The first step in solving this problem is to identify the forces acting on the object and determine which among them are doing work on it.
Here is a free-body diagram:
Where #F_p# represents the force of the push, #n# is the normal force, #f_k# is the force of kinetic friction, and #F_(gx) and F_(gy)# are the horizontal and vertical components of the force of gravity, respectively.
Note : force vectors and angle are not drawn to scale.
Work is done by the component of the force parallel to displacement, and so, as a rule, forces which act perpendicular to the motion of the object do no work.

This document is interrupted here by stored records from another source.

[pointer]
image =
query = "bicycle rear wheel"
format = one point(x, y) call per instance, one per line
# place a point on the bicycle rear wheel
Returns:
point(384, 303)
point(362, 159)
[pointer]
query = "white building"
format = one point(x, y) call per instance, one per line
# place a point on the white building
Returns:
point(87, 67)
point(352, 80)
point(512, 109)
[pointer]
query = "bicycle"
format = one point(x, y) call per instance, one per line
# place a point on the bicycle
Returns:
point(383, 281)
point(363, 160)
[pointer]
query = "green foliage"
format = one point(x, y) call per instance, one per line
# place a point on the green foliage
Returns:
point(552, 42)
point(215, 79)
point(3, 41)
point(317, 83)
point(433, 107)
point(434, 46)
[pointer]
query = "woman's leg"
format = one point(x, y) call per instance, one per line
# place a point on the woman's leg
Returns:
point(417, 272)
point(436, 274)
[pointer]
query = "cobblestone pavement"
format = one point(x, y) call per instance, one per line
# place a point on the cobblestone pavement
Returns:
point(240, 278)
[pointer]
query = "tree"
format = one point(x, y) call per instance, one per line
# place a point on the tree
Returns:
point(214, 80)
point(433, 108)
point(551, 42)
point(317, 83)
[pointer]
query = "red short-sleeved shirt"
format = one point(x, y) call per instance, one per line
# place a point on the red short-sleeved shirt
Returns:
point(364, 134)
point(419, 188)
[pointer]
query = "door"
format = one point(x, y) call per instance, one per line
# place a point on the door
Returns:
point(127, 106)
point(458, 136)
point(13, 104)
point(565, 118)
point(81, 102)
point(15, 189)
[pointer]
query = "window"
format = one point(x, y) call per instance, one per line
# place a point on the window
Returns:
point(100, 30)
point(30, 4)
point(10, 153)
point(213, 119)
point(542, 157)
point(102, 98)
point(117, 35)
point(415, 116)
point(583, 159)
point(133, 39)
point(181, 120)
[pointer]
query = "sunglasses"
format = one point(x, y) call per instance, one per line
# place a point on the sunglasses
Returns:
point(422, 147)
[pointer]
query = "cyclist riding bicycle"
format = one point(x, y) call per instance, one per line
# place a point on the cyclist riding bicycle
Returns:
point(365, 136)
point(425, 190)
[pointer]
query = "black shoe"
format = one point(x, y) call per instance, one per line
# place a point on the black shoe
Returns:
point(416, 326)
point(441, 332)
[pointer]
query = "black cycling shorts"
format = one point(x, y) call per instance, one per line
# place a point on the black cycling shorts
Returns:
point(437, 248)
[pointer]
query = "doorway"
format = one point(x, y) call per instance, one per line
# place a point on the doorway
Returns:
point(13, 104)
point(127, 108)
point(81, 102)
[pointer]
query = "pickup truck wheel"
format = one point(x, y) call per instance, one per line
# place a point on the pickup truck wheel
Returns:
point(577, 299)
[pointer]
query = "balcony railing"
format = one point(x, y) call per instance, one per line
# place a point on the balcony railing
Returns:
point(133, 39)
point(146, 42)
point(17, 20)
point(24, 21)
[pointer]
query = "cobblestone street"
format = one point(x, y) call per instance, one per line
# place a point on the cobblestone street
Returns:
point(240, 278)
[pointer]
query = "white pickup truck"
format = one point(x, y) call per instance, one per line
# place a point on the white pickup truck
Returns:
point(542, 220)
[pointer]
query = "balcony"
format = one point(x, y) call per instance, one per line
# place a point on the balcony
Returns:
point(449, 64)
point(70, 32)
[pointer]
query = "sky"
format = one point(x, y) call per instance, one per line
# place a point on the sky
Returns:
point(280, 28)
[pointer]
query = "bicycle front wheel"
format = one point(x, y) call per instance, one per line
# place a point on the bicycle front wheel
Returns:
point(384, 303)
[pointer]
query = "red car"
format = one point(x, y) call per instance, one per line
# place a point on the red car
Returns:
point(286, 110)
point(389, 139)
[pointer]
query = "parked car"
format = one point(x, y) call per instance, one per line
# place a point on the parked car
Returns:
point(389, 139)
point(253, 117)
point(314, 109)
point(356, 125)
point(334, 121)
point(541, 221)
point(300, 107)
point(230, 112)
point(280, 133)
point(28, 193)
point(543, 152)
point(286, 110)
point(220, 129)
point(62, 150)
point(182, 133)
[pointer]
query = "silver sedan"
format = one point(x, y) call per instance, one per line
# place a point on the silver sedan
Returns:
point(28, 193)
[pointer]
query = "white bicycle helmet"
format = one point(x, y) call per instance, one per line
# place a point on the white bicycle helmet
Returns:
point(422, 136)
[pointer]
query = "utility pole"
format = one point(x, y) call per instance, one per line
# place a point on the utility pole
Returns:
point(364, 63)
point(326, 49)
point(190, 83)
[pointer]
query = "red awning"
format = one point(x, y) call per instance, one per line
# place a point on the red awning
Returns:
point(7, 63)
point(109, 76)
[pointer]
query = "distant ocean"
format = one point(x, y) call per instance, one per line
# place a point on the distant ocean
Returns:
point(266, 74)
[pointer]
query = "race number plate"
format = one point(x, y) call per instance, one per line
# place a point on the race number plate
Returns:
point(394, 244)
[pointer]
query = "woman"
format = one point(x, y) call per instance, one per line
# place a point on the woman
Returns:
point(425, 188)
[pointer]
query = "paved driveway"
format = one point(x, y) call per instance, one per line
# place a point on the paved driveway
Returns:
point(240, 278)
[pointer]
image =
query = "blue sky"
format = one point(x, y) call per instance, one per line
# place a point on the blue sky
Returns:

The normal force is an example of this. If an object is on a level, horizontal surface, the force of gravity does no work. If we look at the equation for work, #W=FΔrcos(theta)#, we can see that a force acting at a #90^o# angle relative to the motion of the object would produce a work of #0#, as #cos(90^o)=0#. If the object were moving vertically, the force of gravity would do work on an object. Because our object is on an incline, the force of gravity has both perpendicular and parallel components, and it is the parallel component which does work.
Therefore, the forces which do work on the object are those of friction, the push, and the parallel component of gravity. The net work will be the sum of each of these individual works.
#W=W_F+W_P+W_(Gx)#
However, since we know that the forces of gravity and friction work against the motion, they are assigned negative values, and so we have
#W=W_P-W_F-W_(Gx)#
We want to determine the work done by the push, so we can solve for #W_P#
#W_P=W_F+W_(Gx)#
Thus, we need to calculate the work done by friction and the parallel component of the force of gravity to get our answer.
The work done by friction is given by #W_F=f_kΔrcos(theta)#, and the work done by gravity is given by #W_(Gx)=F_(Gx)Δrcos(theta)#. In the equation for work, #theta# is the angle between the force and displacement vectors. Because both friction and the horizontal component of gravity are acting parallel to the displacement of the object but in the opposite direction, #theta# is #180^o#. Therefore, work done in the opposite direction of displacement is negative (#cos(180^o)=-1#), and that in the same direction as displacement is positive (we already took this into account above).
The force of kinetic friction is given by #f_k=mu_kn#, so we need to determine the normal force in order to calculate #f_k#. From the force diagram above, we can see that #n=F_(Gy)=mgcos(theta)#. In this equation, #theta# is the angle at which the force of gravity is acting to produce the parallel component, different from the theta used above in the equation for work.
#W_F=mu_kmgcos(theta)Δr#
We can also determine an expression for the parallel component of gravity using the force diagram. #F_(Gx)=mgsin(theta)#.
#W_(Gx)=mgsin(theta)Δr#
And so,
#W_P=mu_kmgcos(theta)Δr+mgsin(theta)Δr#
Using our known values:
#W_P=(2)(4kg)(9.8m/s^2)cos((5pi)/12)(9m)+(4kg)(9.8m/s^2)sin((5pi)/12)(9m)#
#W_P=523J#
Note that #2# is a large coefficient of friction. Typically these values are less than #1#, though some materials can have values larger than this. A coefficient of #1# implies that the frictional force is equal to the normal force.